Pego o envelope de sua mão e abro. Eu já imaginava que seria o dinheiro,


mas não fazia ideia que seria menos do que eu ganhava.

— Está faltando $50 aqui. — comento, olhando nos olhos dele.


65
— Sim, eu sei. Veja bem, não é nada pessoal. Todos os empregados da
nossa empresa tiveram juros.

— Juros? — levanto uma sobrancelha.

— Sim, bem, você sabe, por não terem trabalhado nos últimos 3 dias.

— Desculpe, o que? Você está dizendo que não vamos receber porque não
trabalhamos os 3 dias que vocês nos disseram para não trabalhar? É isso
mesmo?

— Olha só, não foi nossa culpa também. Entenda, alguns investidores
marcaram uma reunião de urgência e tivemos que sair às pressas, sem ter
como deixar alguém para supervisionar as obras.

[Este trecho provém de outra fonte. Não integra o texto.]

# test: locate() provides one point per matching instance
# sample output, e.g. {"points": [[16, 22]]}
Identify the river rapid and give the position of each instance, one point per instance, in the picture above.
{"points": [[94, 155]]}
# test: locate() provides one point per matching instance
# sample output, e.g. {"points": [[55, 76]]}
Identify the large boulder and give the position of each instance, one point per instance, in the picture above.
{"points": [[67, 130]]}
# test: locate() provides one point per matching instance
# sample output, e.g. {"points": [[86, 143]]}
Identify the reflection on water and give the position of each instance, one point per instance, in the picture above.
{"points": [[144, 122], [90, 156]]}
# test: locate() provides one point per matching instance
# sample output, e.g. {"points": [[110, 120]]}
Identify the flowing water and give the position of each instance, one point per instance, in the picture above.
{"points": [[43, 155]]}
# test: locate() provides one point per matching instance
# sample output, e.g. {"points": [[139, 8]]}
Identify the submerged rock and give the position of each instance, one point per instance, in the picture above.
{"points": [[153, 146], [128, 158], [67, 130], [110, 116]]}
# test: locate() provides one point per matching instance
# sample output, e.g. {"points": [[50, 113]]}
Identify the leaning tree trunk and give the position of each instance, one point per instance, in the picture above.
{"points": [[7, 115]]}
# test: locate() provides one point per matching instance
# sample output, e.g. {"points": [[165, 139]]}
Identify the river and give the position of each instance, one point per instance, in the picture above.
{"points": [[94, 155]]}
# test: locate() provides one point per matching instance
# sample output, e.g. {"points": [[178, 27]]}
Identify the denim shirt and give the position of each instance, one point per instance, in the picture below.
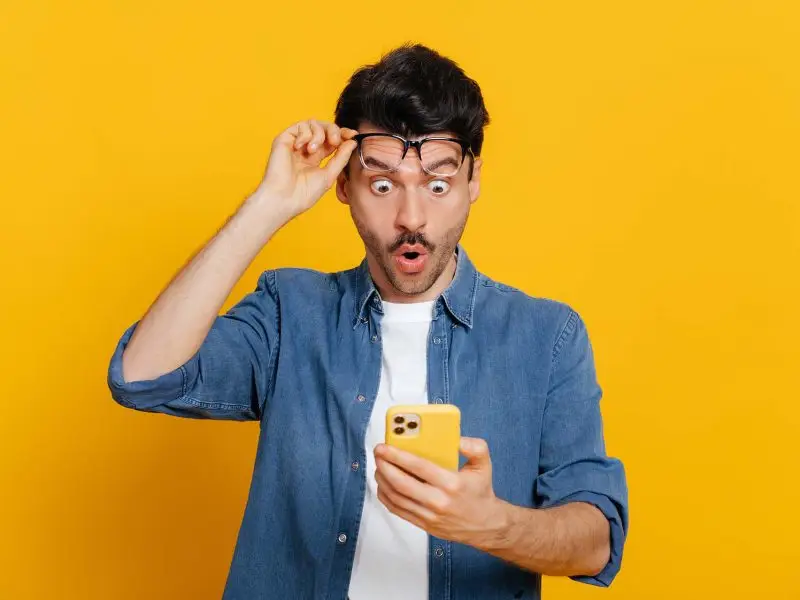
{"points": [[302, 355]]}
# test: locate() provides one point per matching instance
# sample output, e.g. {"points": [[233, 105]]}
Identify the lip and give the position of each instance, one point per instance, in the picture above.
{"points": [[410, 248], [410, 266]]}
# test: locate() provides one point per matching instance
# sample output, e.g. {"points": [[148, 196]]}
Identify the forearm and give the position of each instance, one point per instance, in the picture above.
{"points": [[178, 322], [572, 539]]}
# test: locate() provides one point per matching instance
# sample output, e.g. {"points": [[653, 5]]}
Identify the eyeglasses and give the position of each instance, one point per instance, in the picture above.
{"points": [[383, 152]]}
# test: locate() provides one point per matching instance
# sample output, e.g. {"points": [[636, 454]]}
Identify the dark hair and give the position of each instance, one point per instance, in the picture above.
{"points": [[414, 90]]}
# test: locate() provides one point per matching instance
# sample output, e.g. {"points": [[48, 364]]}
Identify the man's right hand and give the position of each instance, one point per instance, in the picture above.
{"points": [[294, 174]]}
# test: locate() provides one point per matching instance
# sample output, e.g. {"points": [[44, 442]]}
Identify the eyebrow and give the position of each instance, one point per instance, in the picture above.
{"points": [[444, 161], [374, 162]]}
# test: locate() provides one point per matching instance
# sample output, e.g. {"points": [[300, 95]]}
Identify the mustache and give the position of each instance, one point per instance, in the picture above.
{"points": [[415, 238]]}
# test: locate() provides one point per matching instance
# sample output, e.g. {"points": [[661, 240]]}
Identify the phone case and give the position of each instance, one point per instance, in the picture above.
{"points": [[432, 431]]}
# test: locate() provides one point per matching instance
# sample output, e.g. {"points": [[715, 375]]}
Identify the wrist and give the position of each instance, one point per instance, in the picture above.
{"points": [[503, 523]]}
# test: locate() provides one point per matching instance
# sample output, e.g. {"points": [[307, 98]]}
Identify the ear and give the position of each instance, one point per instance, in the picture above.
{"points": [[341, 188], [475, 182]]}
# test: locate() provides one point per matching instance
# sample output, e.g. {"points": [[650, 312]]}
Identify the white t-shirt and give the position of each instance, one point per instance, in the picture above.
{"points": [[391, 561]]}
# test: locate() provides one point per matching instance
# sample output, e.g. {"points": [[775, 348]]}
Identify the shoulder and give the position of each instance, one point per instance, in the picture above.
{"points": [[551, 319]]}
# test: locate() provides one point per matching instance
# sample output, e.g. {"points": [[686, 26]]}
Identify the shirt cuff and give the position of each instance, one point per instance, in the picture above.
{"points": [[147, 394], [618, 532]]}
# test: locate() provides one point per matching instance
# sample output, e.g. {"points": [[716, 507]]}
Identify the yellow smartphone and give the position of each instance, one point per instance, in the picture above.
{"points": [[431, 431]]}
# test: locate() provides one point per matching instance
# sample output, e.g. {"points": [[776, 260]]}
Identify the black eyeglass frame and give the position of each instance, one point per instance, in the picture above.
{"points": [[465, 149]]}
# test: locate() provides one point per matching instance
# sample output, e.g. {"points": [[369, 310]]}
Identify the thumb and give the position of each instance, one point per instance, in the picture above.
{"points": [[338, 161], [477, 452]]}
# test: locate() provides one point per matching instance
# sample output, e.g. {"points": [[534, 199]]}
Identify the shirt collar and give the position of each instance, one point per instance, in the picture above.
{"points": [[459, 297]]}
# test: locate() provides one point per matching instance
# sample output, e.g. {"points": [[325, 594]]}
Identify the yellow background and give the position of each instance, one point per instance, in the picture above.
{"points": [[642, 165]]}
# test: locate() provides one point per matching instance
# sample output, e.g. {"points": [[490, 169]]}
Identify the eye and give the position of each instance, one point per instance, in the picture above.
{"points": [[439, 187], [381, 186]]}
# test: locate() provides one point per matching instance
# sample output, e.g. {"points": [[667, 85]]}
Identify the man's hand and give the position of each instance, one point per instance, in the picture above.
{"points": [[294, 174], [459, 507]]}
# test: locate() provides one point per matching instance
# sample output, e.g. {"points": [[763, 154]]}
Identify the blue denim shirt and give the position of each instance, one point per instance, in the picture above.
{"points": [[302, 355]]}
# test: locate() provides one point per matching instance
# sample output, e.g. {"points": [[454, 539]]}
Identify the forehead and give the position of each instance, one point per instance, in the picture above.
{"points": [[367, 127]]}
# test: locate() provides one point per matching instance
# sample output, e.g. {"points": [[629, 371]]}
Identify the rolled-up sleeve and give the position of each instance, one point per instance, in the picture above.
{"points": [[574, 466], [230, 375]]}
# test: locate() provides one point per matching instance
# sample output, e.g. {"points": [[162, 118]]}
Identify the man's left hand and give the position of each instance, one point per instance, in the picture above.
{"points": [[456, 506]]}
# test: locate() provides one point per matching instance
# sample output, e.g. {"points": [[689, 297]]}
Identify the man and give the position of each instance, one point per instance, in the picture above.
{"points": [[317, 358]]}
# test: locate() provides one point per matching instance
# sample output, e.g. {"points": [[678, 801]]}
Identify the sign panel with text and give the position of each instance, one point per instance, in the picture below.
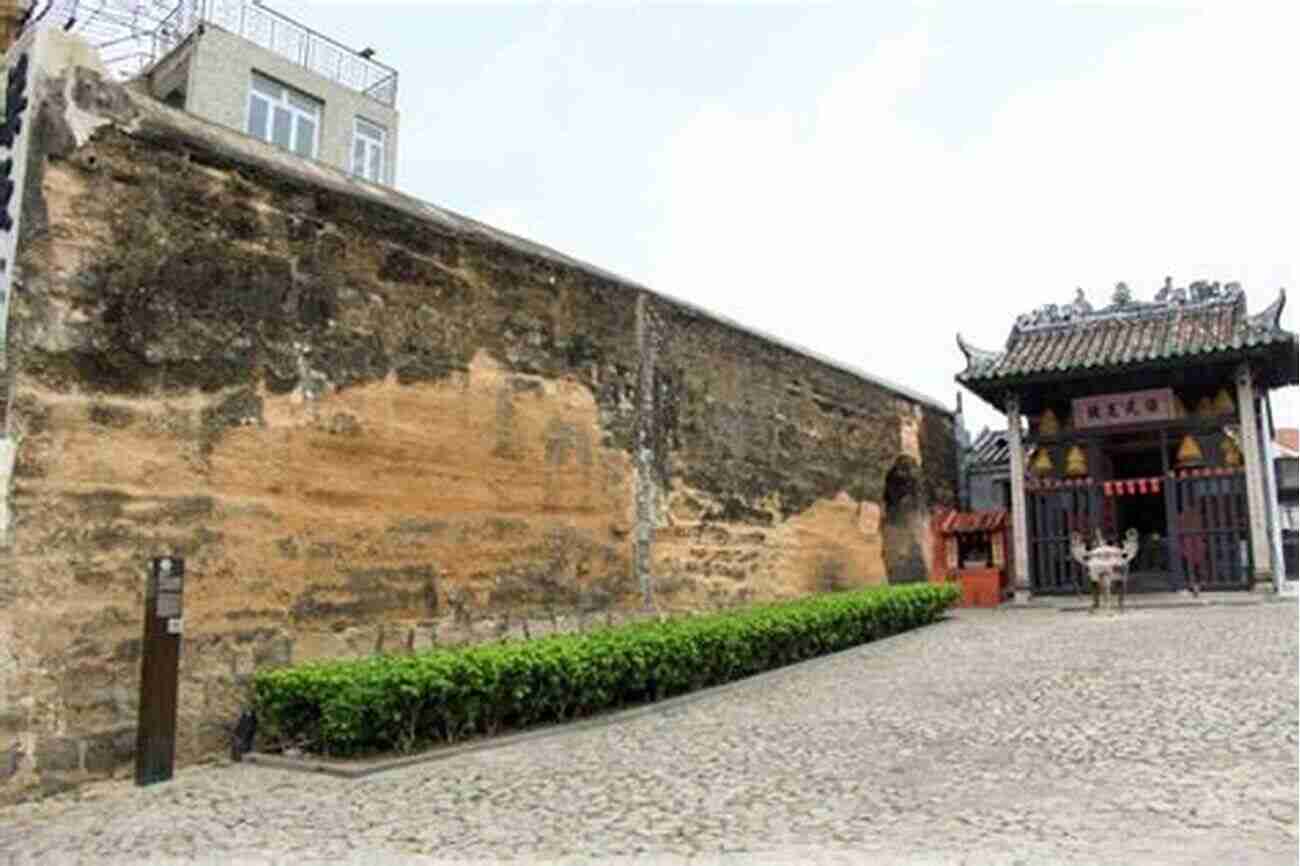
{"points": [[1131, 407]]}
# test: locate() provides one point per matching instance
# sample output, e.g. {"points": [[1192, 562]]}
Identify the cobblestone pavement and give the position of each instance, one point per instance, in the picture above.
{"points": [[1162, 736]]}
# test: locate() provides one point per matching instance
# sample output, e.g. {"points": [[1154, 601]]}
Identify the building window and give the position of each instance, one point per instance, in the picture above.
{"points": [[1290, 515], [368, 150], [282, 116], [1004, 493]]}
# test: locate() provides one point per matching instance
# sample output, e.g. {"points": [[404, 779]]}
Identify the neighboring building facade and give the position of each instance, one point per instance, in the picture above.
{"points": [[245, 66], [1143, 416], [988, 477]]}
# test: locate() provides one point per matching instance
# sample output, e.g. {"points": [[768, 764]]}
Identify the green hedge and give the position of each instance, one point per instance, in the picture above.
{"points": [[401, 702]]}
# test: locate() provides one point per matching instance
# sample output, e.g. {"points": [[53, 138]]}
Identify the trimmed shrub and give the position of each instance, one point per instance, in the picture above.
{"points": [[402, 702]]}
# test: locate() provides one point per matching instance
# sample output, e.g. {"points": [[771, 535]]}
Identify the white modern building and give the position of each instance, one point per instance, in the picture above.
{"points": [[239, 64]]}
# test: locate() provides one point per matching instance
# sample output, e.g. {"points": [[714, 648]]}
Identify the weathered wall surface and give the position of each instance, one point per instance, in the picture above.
{"points": [[368, 429]]}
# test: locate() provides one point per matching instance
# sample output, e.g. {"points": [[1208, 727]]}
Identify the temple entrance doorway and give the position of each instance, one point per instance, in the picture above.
{"points": [[1136, 499]]}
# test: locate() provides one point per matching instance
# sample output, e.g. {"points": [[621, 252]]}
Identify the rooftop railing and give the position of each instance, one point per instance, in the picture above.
{"points": [[285, 37]]}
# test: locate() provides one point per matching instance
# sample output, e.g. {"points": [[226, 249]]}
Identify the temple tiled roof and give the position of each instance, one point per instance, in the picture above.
{"points": [[989, 450], [1199, 323]]}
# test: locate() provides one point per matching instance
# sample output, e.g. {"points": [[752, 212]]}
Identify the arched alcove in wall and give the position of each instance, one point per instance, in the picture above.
{"points": [[902, 525]]}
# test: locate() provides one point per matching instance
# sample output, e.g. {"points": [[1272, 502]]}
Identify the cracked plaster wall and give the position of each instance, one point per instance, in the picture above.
{"points": [[369, 429]]}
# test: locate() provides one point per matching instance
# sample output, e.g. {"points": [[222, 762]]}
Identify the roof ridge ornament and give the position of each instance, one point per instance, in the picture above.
{"points": [[1056, 314], [1125, 304]]}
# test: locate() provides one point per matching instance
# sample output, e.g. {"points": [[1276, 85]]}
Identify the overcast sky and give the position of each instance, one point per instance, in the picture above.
{"points": [[870, 178]]}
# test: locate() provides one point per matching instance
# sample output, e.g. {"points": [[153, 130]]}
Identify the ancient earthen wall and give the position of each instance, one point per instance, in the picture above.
{"points": [[372, 428]]}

— E o que isso tem haver com a gente? — cruzo os braços.

— Ben, nós tivemos prejuízos com esse período. É por isso que o
pagamento de todos diminuiu desta vez.

— Eu ainda não entendo como isso tem haver comigo e com os outros.

Adam suspira.

— Cara, eu até te acho legal. Você trabalha bem e tudo o mais, mas isso
aqui é uma questão maior que eu, ok? Só estou seguindo ordens. Agora, se
não tem mais nada a tratar, tenho muita papelada para atualizar e mais
pagamentos para entregar.

Levei alguns instantes para controlar minha raiva. "Violência não é a


resposta", repito a frase da minha mãe e finalmente saio da maldita tenda.

66
Sei que Adam apenas estava seguindo ordens como todo mundo, mas isso
não me impediu de querer bater naquele rostinho de boneca dele.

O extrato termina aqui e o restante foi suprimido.